As Kenny already mentioned, “related component labeling” describes a family of algorithms that identify related pixels. Connected components are also called “connected areas” or “blocks”, as well as the associated concept of “circuits”. Any such algorithm should be able to find not only the shape of the connected foreground pixels, but also the presence of “holes” inside the figure, consisting of pixels of the background color.

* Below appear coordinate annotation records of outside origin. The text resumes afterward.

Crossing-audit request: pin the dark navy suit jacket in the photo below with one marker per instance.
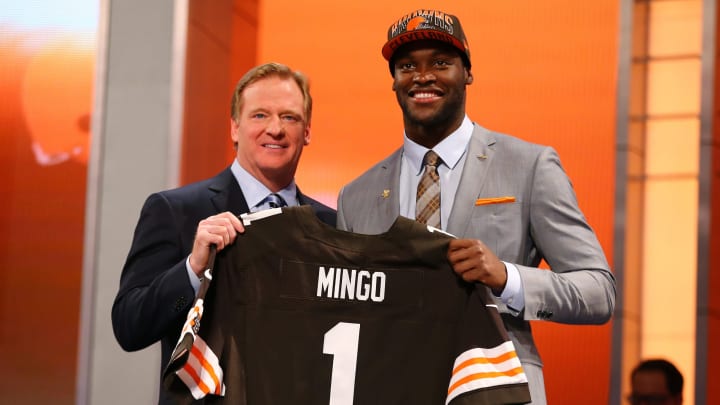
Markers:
(155, 293)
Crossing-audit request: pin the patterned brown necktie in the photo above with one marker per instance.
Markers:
(427, 209)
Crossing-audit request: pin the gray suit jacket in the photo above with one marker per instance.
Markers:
(544, 222)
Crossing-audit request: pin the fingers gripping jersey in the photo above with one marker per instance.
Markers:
(301, 313)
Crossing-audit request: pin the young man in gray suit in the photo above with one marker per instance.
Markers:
(270, 126)
(508, 201)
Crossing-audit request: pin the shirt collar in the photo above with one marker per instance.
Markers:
(450, 149)
(254, 191)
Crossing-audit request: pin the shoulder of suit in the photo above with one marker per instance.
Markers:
(500, 139)
(380, 168)
(218, 182)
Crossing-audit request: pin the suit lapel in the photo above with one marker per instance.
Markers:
(386, 198)
(227, 195)
(480, 155)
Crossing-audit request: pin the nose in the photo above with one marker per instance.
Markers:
(424, 76)
(275, 127)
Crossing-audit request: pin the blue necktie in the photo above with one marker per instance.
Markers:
(275, 201)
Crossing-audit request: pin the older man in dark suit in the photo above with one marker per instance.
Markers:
(270, 125)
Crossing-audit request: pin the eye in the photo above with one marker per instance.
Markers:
(405, 66)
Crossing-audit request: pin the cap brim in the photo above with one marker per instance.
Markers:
(419, 35)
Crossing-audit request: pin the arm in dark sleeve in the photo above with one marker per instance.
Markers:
(155, 292)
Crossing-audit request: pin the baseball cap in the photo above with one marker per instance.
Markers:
(423, 25)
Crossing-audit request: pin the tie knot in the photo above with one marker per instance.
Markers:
(432, 159)
(275, 201)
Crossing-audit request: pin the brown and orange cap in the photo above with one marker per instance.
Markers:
(426, 25)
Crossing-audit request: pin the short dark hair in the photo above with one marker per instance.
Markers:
(673, 377)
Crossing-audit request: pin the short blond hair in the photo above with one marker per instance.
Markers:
(272, 69)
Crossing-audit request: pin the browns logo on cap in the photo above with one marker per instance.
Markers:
(426, 24)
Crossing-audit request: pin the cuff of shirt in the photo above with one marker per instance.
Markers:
(194, 279)
(513, 294)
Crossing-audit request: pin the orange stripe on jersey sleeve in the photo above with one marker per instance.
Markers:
(207, 367)
(484, 360)
(196, 378)
(479, 376)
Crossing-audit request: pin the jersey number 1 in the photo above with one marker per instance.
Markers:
(342, 343)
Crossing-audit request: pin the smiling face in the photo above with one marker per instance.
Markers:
(270, 130)
(429, 83)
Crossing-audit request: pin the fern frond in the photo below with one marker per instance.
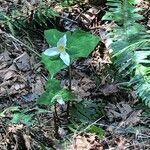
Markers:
(131, 46)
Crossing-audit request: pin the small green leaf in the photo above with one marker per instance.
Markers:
(79, 44)
(97, 130)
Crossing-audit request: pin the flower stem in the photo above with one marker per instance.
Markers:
(70, 79)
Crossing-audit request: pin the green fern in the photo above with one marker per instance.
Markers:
(131, 46)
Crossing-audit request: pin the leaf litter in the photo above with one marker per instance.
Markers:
(22, 80)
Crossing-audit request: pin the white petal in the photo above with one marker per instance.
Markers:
(60, 101)
(65, 57)
(51, 51)
(62, 41)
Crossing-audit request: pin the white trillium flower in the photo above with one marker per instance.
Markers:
(60, 49)
(59, 99)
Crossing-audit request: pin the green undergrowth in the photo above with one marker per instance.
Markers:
(130, 46)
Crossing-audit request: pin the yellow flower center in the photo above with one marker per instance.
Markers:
(61, 48)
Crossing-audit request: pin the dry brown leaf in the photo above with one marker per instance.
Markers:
(23, 62)
(87, 141)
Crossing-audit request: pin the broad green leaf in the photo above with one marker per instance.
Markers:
(79, 44)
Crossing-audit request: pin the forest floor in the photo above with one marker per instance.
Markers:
(102, 117)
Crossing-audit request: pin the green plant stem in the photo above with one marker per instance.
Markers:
(55, 122)
(70, 82)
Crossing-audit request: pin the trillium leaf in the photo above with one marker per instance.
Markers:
(79, 44)
(53, 65)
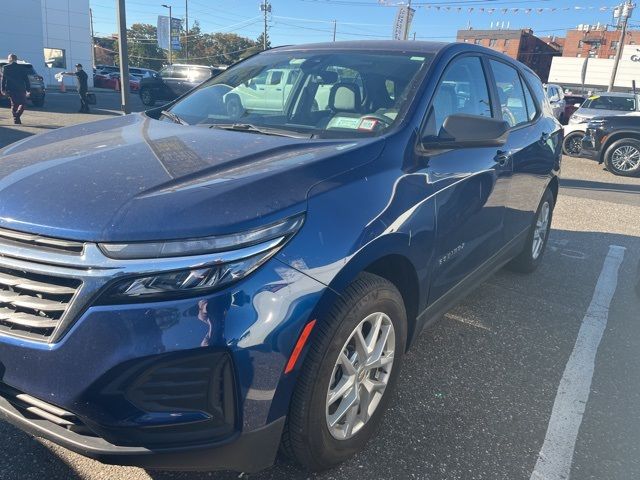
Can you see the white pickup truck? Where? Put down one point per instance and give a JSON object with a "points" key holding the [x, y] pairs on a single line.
{"points": [[268, 92]]}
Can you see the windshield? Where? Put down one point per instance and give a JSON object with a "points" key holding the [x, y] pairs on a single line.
{"points": [[604, 102], [343, 93]]}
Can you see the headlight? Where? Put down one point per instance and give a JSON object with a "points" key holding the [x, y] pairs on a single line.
{"points": [[201, 246], [232, 257]]}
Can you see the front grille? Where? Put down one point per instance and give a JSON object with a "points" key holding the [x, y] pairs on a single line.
{"points": [[30, 240], [33, 408], [33, 304]]}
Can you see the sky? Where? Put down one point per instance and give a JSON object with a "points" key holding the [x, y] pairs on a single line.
{"points": [[304, 21]]}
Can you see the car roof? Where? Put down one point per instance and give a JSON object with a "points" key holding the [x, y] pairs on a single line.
{"points": [[412, 46], [383, 45], [614, 94]]}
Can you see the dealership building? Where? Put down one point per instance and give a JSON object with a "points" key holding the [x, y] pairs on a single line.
{"points": [[53, 35], [595, 73]]}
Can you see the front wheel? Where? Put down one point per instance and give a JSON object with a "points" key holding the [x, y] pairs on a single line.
{"points": [[348, 376], [531, 255], [572, 144], [623, 157]]}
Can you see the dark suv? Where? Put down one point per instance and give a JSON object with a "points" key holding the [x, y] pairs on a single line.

http://en.wikipedia.org/wiki/Connected-component_labeling

This algorithm is used for several engineering fields that are based on image processing, including computer vision, machine vision, and medical imaging. If you are going to spend some time processing images, you should become very comfortable with this algorithm and implement it at least once yourself.

The OpenCV library has a findContours () function that can be used to search for outlines, outlines within outlines, etc.
http://opencv.willowgarage.com/wiki/

If you want to see the algorithm for marking areas at work, find links to "cell counting" using the ImageJ application. Biological cell counting is an important and often cited application of region labeling for medical imaging.

http://rsbweb.nih.gov/ij/

Consider getting a textbook on this subject, rather than learning in parts online. The study of related components (aka blobs) inevitably leads to the consideration of binarization (the threshold value aka), which takes on shades of gray or a color image and generates a black and white image from it. If you work with images from the camera, the lighting becomes critical, and it takes time and skill to study.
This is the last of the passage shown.